Professor Ghai, an eminent Kenyan constitutional lawyer, made the comparison during a public lecture yesterday under the theme, “The Role of the Constitution in building an inclusive future.” He was in Guyana at the invitation of the “Facing the Future” civil society initiative and delivered a stirring lecture which drew comparative perspectives, particularly with Kenya.
Referring to Max Webber’s characterization of politicians, he said there are two types—those who live for the politics and those who live by politics, with the latter group plundering the country for their own gains. The majority of Kenyans fall victims to the second group of politicians, he added.
The Professor said he felt comfortable speaking about Kenya and its problems as opposed to directly commenting on what prevails in Guyana, but many of his statements on their problems of political and ethnic issues were understood within the context of this country’s own problems.
He observed that when countries are beset by ethnic problems, it is important to go underneath the tensions and find real solutions. He stressed that day-to-day engagements with ordinary people is crucial, particularly in countries poverty is visible and people are demoralized.
Kenyan politicians play to ethnic sentiments and rarely discuss policies, he said, while noting that his own studies have examined whether the President was practicing nepotism. What he found was that some “cronies and friends” of the government were beneficiaries, but there was no clear indication that people within his tribe were largely benefiting.
Dr. Ghai said the stimulation of ethnic loyalties is a primary tactic of Kenyan politicians, noting that they deliberately play on people’s sentiments during certain periods in the country including elections. In exploring why this happens, he said that the state is a dominant force where money flows in and out, and for those craving power and wealth an easy way is to run for office.
“I asked a senior politician in Kenya why do you play on ethnic sentiments and never talk about policies and he said it was the easy way to get votes…to play on the ethnic card and this is true in some countries,” he recalled. He argued that to understand competition, which takes an ethnic form, it is important to understand the state and its role in society.
He continued that the state which Kenya and many other countries inherited “reflected an imperial power,” which was passed over to local leaders.

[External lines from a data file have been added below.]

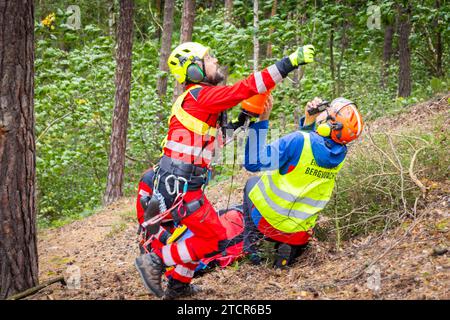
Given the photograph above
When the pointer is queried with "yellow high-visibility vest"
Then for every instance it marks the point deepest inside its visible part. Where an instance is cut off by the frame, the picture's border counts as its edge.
(290, 202)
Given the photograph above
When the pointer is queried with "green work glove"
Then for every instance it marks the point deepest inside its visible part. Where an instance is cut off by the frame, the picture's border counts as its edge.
(302, 55)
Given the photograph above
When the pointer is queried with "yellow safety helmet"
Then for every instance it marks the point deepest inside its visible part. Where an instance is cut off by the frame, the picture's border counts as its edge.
(182, 62)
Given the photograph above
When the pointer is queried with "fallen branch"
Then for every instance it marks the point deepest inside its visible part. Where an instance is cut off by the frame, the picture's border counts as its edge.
(37, 288)
(413, 176)
(361, 272)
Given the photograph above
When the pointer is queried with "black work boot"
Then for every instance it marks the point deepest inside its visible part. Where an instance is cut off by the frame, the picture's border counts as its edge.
(150, 268)
(177, 289)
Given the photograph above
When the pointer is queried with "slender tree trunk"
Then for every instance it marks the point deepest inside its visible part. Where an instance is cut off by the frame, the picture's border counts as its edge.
(439, 44)
(344, 46)
(387, 53)
(404, 79)
(187, 26)
(228, 10)
(111, 19)
(158, 5)
(269, 45)
(255, 35)
(332, 66)
(118, 141)
(18, 249)
(166, 42)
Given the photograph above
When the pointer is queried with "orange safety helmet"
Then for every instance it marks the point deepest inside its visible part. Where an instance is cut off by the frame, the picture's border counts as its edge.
(343, 123)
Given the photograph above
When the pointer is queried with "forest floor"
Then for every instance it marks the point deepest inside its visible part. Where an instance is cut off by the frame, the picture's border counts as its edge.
(411, 260)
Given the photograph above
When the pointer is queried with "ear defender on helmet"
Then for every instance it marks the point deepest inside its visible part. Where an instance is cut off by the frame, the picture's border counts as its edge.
(194, 73)
(343, 123)
(324, 129)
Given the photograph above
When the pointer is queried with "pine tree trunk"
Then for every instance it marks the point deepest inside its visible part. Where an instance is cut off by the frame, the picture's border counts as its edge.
(269, 45)
(404, 79)
(387, 53)
(166, 42)
(158, 4)
(118, 141)
(187, 26)
(255, 35)
(18, 249)
(332, 65)
(439, 44)
(228, 10)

The state never really gets properly democratized and/or made accountable, he said, adding that it retains the oppressive machinery of colonialism.
Dr. Ghai observed that Kenyans live together with minimal tensions until elections and according to him, elections there are often fraught with bribery, rigging and violence. “Why it is only at elections that we have these problems?” he asked, while reiterating that it goes back to politicians. He added that inciting violence is a campaign strategy to capture power.

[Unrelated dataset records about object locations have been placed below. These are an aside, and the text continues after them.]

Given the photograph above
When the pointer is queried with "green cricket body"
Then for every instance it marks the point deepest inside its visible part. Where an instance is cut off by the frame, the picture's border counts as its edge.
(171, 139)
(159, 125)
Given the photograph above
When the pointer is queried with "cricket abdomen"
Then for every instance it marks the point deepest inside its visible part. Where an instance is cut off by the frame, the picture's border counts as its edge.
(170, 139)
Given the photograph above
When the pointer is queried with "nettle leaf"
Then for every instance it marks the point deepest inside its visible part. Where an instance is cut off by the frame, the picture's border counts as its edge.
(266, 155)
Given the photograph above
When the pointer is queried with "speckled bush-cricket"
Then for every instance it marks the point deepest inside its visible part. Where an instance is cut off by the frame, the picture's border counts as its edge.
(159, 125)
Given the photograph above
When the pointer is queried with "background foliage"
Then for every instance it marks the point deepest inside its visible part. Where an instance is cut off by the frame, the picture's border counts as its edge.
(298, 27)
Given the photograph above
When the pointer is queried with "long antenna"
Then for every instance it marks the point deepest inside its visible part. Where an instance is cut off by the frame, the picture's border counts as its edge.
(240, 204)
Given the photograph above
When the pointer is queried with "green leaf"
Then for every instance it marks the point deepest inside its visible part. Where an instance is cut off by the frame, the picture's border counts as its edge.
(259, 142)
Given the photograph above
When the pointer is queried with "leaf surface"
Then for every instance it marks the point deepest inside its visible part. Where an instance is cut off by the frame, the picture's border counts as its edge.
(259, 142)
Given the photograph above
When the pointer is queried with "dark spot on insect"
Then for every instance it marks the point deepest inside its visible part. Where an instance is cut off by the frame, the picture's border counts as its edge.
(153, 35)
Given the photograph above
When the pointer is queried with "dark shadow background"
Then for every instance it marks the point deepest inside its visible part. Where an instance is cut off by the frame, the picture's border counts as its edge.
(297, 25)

He said too, “This is why we have to pay attention to the state, its coercive power and its domination of civil society.” He argued that this is the problem and not ethnicity, noting that tensions are fuelled by people with ambitions of gaining political power.
In pointing to solutions, he said power sharing is important, but equally there is the need to transcend race and examine the underlying causes of the conflicts. He also stressed dialogue with the citizenry and recalled that when former UN Secretary General Kofi Anan went to Kenya during the violent clashes following their elections in 2008, he did not negotiate with the people. He said that the UN Secretary General spend time with the politicians and the business community.

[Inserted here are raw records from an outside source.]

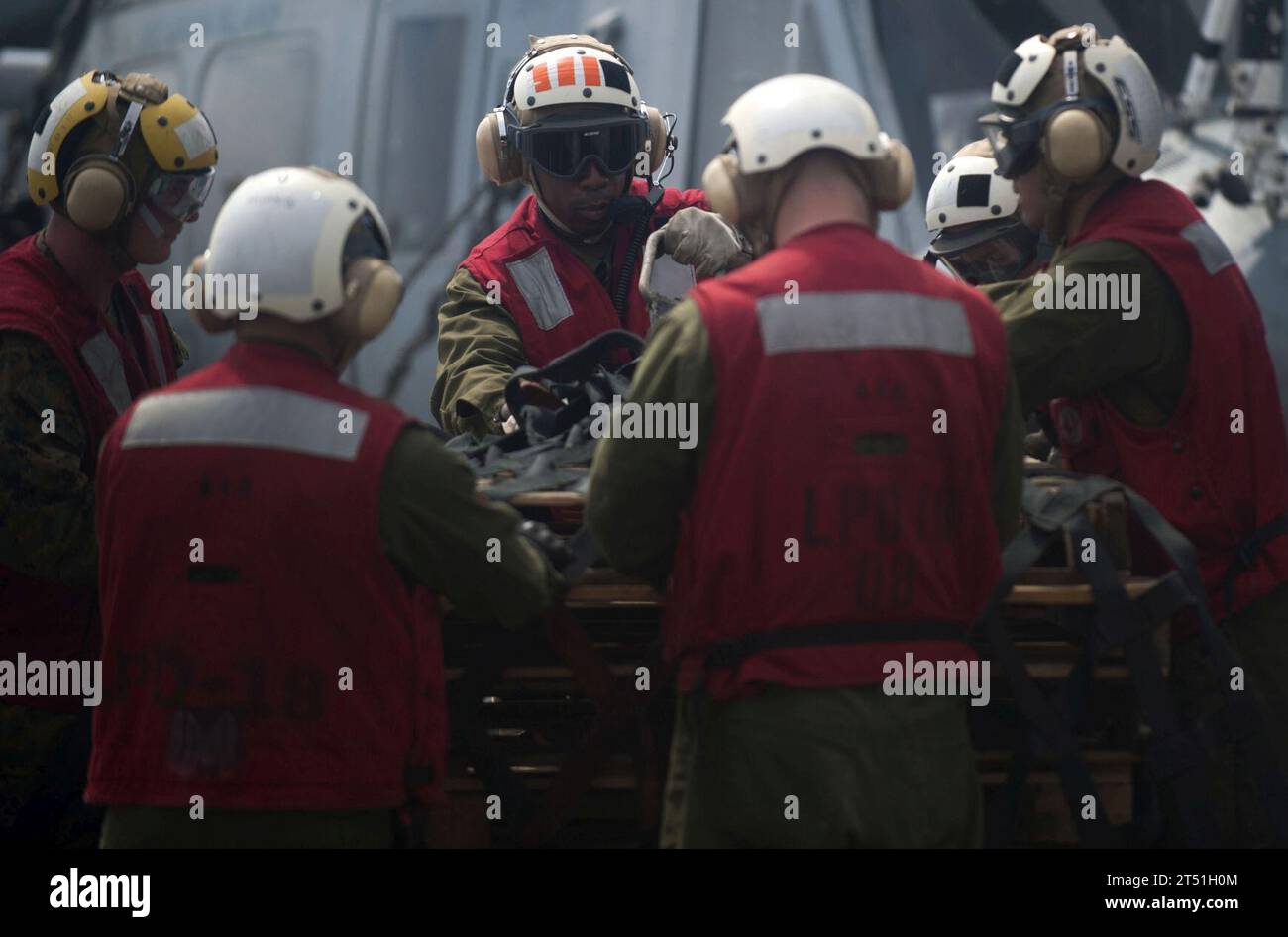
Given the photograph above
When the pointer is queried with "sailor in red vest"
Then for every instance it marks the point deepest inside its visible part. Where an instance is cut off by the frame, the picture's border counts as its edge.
(275, 677)
(565, 267)
(1146, 343)
(837, 514)
(124, 163)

“Let’s ask the people what they want and focus on nation building…there is a need too for integrity,” he said. Further, he said that politicians want to cherry-pick where the Constitution is concerned and ignored the sections which are relevant to the people, adding that constitutional provisions are often violated in many countries.
Following the lecture, Dr. Ghai and a panel including Guyanese Dr. Bertie Ramcharan, fielded questions during an interactive session. Several questions were posed about Guyana’s problems and Dr. Ghai observed that some of the answers were implicit in his lecture.
One speaker said his lecture sounded too familiar and could have easily been on Guyana.